細い根がたくさんあるので、取り木は成功です。
用土を水で洗い流して、根の状態を確認します。四方八方に根が伸びています。根元が少し太くなり、根張りに期待できます。
取り木のメリットは、根張りにあります。まっすぐ下に伸びた根がなく、八方に細い根が伸びて、根元が太くなるので、短期間でよい根張りができます。
切り口は、そのままにして植え付けました。根がもっとたくさん増えてから植え替えのときに、キレイに切り取ります。
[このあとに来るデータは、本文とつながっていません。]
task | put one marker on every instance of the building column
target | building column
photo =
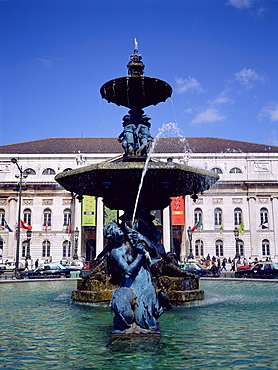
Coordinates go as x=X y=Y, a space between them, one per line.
x=275 y=225
x=253 y=226
x=99 y=226
x=167 y=229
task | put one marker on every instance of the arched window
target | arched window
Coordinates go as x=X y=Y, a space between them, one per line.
x=199 y=248
x=217 y=217
x=237 y=216
x=48 y=171
x=1 y=247
x=217 y=170
x=264 y=218
x=2 y=217
x=66 y=248
x=219 y=248
x=198 y=216
x=240 y=248
x=265 y=248
x=67 y=217
x=29 y=171
x=235 y=170
x=46 y=248
x=27 y=216
x=47 y=217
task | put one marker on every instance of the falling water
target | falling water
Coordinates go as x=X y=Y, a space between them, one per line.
x=166 y=130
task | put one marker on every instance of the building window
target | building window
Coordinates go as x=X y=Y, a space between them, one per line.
x=219 y=248
x=2 y=217
x=47 y=217
x=67 y=217
x=235 y=170
x=66 y=248
x=265 y=248
x=237 y=216
x=29 y=171
x=48 y=171
x=217 y=217
x=27 y=216
x=46 y=248
x=217 y=170
x=199 y=248
x=198 y=216
x=264 y=218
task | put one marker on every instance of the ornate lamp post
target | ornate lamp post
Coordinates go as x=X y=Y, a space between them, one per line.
x=29 y=235
x=236 y=234
x=18 y=188
x=76 y=234
x=189 y=233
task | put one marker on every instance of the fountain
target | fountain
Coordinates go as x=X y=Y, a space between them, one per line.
x=134 y=269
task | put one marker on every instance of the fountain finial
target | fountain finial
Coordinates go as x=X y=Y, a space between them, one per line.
x=135 y=67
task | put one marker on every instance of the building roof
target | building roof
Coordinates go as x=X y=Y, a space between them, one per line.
x=110 y=145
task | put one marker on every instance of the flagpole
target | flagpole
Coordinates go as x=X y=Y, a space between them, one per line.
x=19 y=188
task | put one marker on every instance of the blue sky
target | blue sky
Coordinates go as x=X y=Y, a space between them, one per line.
x=219 y=56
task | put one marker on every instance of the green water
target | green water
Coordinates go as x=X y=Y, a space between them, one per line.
x=234 y=327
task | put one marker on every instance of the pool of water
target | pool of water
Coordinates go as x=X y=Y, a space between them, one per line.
x=234 y=327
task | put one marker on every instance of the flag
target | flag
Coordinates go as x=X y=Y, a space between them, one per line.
x=6 y=226
x=197 y=225
x=221 y=228
x=69 y=227
x=264 y=225
x=241 y=228
x=24 y=225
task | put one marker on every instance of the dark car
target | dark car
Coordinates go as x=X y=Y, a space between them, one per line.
x=261 y=270
x=195 y=268
x=46 y=270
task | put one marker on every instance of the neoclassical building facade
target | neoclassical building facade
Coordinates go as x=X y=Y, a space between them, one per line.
x=245 y=197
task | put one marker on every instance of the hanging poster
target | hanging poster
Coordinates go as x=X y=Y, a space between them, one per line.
x=177 y=210
x=89 y=210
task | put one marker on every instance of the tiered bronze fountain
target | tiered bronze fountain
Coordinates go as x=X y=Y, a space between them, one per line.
x=133 y=271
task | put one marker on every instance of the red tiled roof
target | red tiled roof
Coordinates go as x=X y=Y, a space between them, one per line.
x=110 y=145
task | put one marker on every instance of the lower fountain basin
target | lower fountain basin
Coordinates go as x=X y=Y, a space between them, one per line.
x=118 y=182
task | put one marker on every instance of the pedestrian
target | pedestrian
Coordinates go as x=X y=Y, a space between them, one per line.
x=233 y=266
x=214 y=270
x=224 y=264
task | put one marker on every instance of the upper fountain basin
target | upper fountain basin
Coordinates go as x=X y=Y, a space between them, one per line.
x=136 y=91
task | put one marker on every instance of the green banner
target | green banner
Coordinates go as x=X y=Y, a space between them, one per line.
x=89 y=210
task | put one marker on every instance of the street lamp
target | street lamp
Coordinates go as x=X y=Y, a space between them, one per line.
x=29 y=235
x=18 y=188
x=236 y=234
x=189 y=233
x=76 y=234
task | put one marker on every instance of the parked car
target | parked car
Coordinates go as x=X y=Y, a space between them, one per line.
x=261 y=270
x=46 y=270
x=195 y=268
x=10 y=266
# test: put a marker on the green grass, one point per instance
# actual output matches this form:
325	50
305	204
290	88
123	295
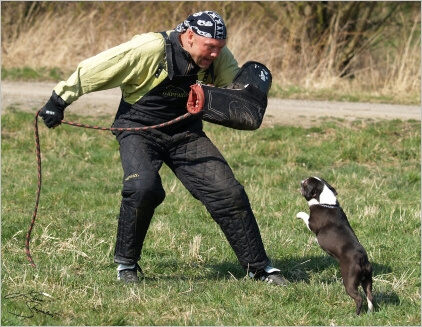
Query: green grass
191	275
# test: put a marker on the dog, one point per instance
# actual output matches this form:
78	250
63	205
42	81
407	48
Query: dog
334	234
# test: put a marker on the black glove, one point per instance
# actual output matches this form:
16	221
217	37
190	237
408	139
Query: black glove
52	112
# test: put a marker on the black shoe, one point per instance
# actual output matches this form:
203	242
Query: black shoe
269	275
129	275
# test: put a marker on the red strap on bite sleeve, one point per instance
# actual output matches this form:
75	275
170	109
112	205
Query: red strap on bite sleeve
196	99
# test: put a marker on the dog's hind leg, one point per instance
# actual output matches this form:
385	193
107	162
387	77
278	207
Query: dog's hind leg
351	282
367	288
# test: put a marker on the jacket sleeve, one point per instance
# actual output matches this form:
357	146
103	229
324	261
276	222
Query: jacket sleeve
127	66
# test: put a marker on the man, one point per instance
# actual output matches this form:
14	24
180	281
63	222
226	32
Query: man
155	72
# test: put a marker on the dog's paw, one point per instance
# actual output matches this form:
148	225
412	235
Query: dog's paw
302	215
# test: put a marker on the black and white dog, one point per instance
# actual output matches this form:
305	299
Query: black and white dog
335	236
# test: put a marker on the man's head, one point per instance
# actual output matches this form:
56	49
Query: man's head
203	36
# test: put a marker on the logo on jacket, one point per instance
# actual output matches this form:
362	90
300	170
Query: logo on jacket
175	92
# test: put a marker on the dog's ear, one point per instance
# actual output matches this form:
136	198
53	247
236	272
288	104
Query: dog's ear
330	187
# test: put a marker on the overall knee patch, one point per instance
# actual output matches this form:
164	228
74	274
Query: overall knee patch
143	191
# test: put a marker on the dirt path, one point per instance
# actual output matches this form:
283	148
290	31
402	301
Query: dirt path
32	96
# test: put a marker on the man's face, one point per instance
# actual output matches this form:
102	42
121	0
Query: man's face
203	50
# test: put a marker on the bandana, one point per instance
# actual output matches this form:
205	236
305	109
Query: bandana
205	23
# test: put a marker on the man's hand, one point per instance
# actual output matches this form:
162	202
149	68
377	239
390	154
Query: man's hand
52	112
196	99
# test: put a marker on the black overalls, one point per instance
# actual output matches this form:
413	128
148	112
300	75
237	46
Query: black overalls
193	158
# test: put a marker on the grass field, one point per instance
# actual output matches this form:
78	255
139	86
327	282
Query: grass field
191	275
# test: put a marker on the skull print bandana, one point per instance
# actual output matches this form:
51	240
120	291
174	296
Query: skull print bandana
205	23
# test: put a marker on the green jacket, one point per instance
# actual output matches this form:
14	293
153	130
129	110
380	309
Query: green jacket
132	67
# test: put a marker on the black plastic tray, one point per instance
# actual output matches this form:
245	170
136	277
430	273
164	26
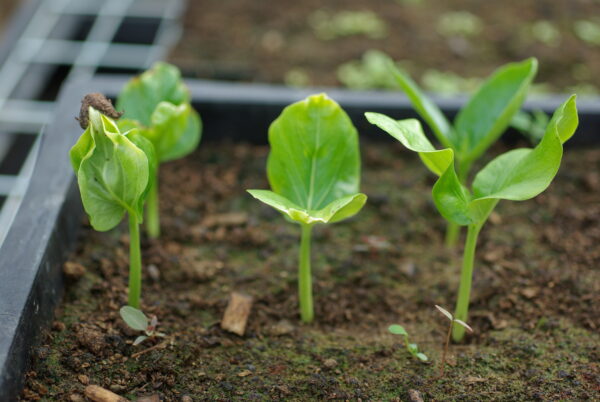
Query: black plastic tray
45	227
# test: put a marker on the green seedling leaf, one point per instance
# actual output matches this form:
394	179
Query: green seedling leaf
397	330
445	312
489	112
517	175
112	172
412	348
134	318
314	173
140	96
158	103
464	324
314	164
423	105
410	133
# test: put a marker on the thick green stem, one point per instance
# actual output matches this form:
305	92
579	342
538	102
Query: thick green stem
152	213
135	263
452	233
304	276
466	276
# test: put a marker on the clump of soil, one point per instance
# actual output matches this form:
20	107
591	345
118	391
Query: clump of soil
263	41
534	305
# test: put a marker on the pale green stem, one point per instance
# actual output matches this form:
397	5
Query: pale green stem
135	263
305	277
152	212
452	229
452	233
466	276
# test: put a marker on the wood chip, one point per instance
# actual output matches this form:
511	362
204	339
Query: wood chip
414	395
236	314
73	270
99	394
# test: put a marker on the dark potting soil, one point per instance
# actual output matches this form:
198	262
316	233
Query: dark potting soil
262	41
534	309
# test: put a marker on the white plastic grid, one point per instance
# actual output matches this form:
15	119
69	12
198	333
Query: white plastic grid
35	48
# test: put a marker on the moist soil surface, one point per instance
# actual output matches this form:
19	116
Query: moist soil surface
262	41
534	310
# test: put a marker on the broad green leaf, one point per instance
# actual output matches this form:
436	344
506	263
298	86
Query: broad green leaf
168	124
424	106
314	163
142	94
189	140
112	172
489	112
134	318
517	175
336	211
410	133
397	330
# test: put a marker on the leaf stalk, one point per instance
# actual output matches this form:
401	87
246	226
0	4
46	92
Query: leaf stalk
305	276
466	277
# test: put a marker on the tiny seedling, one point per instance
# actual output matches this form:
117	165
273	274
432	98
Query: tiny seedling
138	321
452	322
114	171
517	175
479	123
314	171
158	104
412	348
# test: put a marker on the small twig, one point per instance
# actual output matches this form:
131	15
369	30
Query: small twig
161	345
453	320
443	362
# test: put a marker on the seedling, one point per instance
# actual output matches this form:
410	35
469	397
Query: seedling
114	171
453	321
158	104
516	175
314	171
138	321
412	348
479	123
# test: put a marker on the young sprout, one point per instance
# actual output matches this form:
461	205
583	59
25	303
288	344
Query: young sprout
314	171
516	175
452	321
114	170
479	123
412	348
158	104
138	321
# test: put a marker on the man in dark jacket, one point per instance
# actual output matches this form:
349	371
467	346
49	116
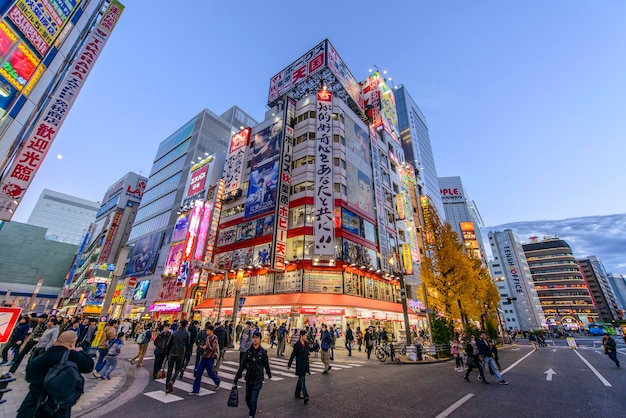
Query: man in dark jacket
254	361
37	369
222	338
38	330
18	336
176	354
300	352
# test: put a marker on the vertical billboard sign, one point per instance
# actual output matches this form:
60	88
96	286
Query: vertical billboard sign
324	228
282	209
233	169
378	187
305	66
47	125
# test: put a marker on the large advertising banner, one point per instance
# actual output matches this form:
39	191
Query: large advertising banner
324	228
308	64
359	168
262	190
284	184
233	169
46	126
144	255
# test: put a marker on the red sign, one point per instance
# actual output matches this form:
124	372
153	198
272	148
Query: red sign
8	319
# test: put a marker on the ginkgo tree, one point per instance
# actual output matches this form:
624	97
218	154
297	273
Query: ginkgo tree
459	287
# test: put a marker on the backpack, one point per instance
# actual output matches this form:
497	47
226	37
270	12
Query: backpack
62	387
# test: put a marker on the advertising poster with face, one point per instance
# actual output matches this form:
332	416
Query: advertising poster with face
262	190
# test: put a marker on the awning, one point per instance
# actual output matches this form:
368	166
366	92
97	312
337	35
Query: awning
306	299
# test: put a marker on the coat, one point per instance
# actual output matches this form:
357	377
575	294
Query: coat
37	369
301	354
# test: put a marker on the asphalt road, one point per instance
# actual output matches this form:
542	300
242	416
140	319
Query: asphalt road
358	388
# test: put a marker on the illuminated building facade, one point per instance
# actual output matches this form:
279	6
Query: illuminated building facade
47	48
562	289
309	230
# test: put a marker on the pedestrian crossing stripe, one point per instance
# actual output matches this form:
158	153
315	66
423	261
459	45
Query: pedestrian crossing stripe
228	370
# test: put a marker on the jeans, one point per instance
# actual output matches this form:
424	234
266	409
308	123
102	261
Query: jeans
252	394
489	361
102	353
174	363
109	365
301	387
205	364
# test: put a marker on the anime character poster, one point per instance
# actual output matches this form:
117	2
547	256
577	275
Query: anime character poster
262	190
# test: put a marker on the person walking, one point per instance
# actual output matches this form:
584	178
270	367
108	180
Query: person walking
209	354
222	338
486	356
160	349
176	354
473	360
610	348
18	336
370	339
327	340
38	330
110	362
143	339
245	340
255	361
300	353
349	338
37	369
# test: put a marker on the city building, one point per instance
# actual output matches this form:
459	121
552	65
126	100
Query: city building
163	217
519	302
26	281
618	284
417	148
462	215
562	289
47	53
600	288
318	226
93	276
66	217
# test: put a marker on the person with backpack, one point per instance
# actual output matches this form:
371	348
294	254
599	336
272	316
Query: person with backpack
143	339
110	361
64	383
160	350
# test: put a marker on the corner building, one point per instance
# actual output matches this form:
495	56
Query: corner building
311	236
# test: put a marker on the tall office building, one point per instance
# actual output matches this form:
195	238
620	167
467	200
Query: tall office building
417	148
562	289
462	215
203	141
519	303
48	49
66	217
600	288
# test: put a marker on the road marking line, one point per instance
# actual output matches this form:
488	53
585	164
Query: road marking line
516	363
455	406
593	369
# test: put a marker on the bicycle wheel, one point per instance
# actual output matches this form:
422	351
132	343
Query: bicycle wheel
381	354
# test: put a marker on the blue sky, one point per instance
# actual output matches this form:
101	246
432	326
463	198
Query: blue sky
524	100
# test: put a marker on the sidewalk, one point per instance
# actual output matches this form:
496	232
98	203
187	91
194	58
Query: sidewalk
100	396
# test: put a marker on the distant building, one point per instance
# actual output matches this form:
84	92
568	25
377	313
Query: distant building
600	288
27	257
562	289
66	217
519	302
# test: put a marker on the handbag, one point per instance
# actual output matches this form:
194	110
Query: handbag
233	398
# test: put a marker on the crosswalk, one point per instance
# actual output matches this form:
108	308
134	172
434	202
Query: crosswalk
227	372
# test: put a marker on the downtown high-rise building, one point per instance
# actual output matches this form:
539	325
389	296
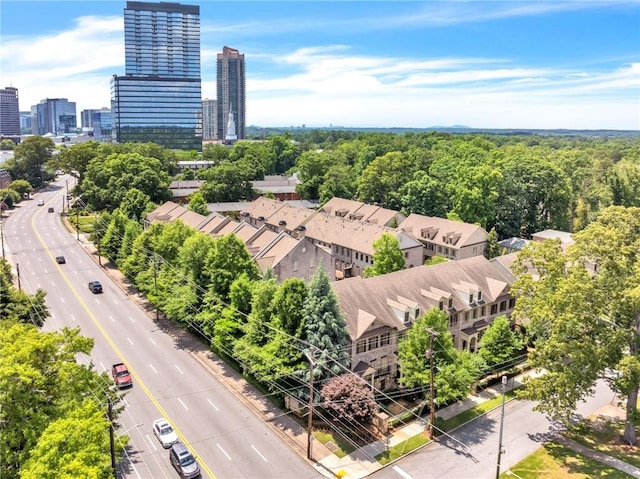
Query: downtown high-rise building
159	98
230	83
9	113
54	116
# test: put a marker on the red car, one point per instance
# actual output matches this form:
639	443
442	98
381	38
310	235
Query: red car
121	376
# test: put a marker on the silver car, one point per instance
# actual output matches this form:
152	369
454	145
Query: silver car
164	432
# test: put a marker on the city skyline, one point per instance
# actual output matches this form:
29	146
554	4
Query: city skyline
573	64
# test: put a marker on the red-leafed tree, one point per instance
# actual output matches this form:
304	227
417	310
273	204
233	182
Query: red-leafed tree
349	398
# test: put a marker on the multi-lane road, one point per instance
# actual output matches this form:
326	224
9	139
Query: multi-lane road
228	440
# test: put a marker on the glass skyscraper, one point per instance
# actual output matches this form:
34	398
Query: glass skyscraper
231	92
159	98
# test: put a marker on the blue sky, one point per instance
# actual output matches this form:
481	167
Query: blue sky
499	64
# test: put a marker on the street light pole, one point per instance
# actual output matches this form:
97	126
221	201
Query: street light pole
504	383
312	364
430	356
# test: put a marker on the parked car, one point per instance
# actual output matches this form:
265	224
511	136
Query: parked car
121	375
164	432
183	461
95	287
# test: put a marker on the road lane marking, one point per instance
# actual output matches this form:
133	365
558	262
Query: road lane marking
214	406
223	451
120	356
258	453
402	473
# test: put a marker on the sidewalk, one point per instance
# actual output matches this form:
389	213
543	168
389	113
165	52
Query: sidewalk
360	463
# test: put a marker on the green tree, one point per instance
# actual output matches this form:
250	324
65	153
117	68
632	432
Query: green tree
325	328
198	204
22	187
387	256
568	302
456	372
107	181
499	344
17	305
30	158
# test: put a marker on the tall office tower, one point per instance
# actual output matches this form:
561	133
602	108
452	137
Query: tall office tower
231	92
159	98
9	113
209	119
55	116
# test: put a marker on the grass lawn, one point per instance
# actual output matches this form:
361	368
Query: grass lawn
604	435
553	461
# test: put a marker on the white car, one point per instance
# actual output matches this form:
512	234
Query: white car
164	432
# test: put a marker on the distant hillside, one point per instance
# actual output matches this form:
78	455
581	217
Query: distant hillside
256	132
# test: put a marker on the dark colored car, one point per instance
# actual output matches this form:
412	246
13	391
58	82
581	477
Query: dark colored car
121	375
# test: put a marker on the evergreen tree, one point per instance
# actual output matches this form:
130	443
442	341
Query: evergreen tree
325	328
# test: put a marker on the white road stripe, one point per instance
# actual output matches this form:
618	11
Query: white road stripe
223	451
259	454
214	406
402	473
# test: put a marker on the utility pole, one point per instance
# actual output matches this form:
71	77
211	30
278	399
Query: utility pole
429	354
312	364
111	438
504	382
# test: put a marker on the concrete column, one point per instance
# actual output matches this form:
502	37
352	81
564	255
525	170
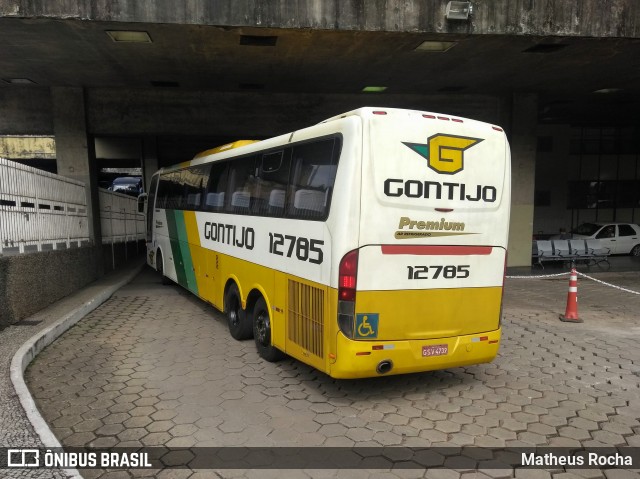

小さな鉢植えにしたいので、4号(直径12センチ)の鉢に植え付けました。
用土を入れます。
竹串で用土に隙間ができないようにします。
たっぷり水遣りをして、植え付けできました。
藤は、葉が長く伸びるので風が強く吹くと、植え付けたばかりの幹が動きます。幹が動くと根がしっかり張ることができません。
麻ひもを使って、幹を鉢に固定します。
十字に鉢に結び付けて、幹が動かないように固定します。
まだ8月10日なので、秋に根が成長して増えます。
親木の先端を取り木したので、樹高が低くなり、コンパクトな藤の鉢植えになりました。鉢の大きさとバランスがよいです。
新しい小さな藤の鉢植えができ、親木もよい樹形になったので、取り木は大成功です。
取り木で作った小さな藤の鉢植えは、秋は順調に栽培でき、冬に落葉しました。トラブルがなく、順調に栽培できていたため、写真を撮影することを忘れていました。
藤の取り木の開花
4月2日撮影。暖かくなり、取り木で作った藤の小さな鉢植えにつぼみが伸びています。藤を取り木して、小さな鉢植えを作ることに成功しました。花も短くなり、コンパクトな鉢植えで藤の美しい花を楽しめることができます。
大きく成長した藤は、剪定が必要になりますが、取り木をすることで親木の剪定ができ、小さな鉢植えができますので、取り木はメリットが大きいです。
小さな鉢植えの藤は、盆栽に仕立てるように根元を太くして、剪定をして大きくならないように管理します。
藤の美しい花を小さな鉢植えで楽しみましょう。